Nel frattempo Clara deve andar via, lasciare il suo letto ad altri pazienti mentre lei dovrà attendere, nella migliore delle ipotesi, che altrove qualcun altro torni a casa. Nella migliore delle ipotesi. Una guerra tragica fra malati che si gioca tutta su un totale di 150 posti letto nell’intero Lazio. “Se tutto andrà bene - spiegano ancora i familiari di Maria Clara - ci spediranno in provincia di Frosinone, sul litorale o, al massimo, dall’altra parte della città. Ma quanto potremo reggere a fare avanti e indietro?”. Una grande città, Roma, che per attraversarla tutta ci si impiegano anche due ore, traffico permettendo e con qualunque mezzo. La Pisana, dal canto suo, è ben a conoscenza della questione tanto che fanno sapere di aver già approntato un piano di ampliamento dell’offerta in strutture specialistiche, in grado di risolvere, almeno per il momento, il problema. I tempi? Sconosciuti. “Intanto a noi è stato detto che pochi giorni, al massimo una settimana, e Clara dovrà andarsene da qui. Dove? Non lo sa nessuno. La proroga c’è stata ma è minima”. I posti dunque non ci sono, la lista di attesa, nonostante sia ridotta, potrebbe durare mesi. E sperare che finisca presto può anche significare la morte per qualcuno. Insomma, cosa fare? A questo punto si raggiunge il paradosso. La famiglia di Clara, sempre in attesa del posto letto, potrebbe chiedere alla prossima riunione della commissione medica (non prima del 19 giugno per impegni, ferie, dei sanitari) di “scendere di classe”, ovvero chiedere che il quadro clinico di Clara venga giudicato non più al massimo livello, R1 (per il quale il sistema sanitario nazionale deve provvedere senza alcun onere per i familiari e con la massima assistenza sanitaria) ma a livello RSA, ovvero Residenza Sanitaria Assistenziale, con solamente il medico di base.
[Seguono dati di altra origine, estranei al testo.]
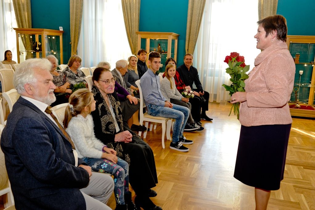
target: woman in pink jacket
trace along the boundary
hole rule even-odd
[[[256,210],[266,209],[270,191],[283,179],[292,123],[288,102],[293,87],[295,65],[286,44],[287,28],[280,15],[258,22],[256,47],[262,51],[232,103],[241,102],[242,124],[234,177],[255,187]]]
Dunque Clara potrebbe, in alternativa, finire in una struttura privata a 150 euro al giorno (pagati dai parenti) o in un ospedale convenzionato RSA ma con costi per la famiglia in base al reddito e senza l’assistenza medica adeguata. Il decreto 187, fanno sapere sempre dalla regione, ha permesso di sbloccare l’iter per aumentare i posti R1 nelle strutture accreditate. Ma solo quello. Per il momento la cifra di 150 posti resta tale nonostante le centinaia di richieste.

“Noi abbiamo paura - conclude Cristiana -, temiamo di restare soli”.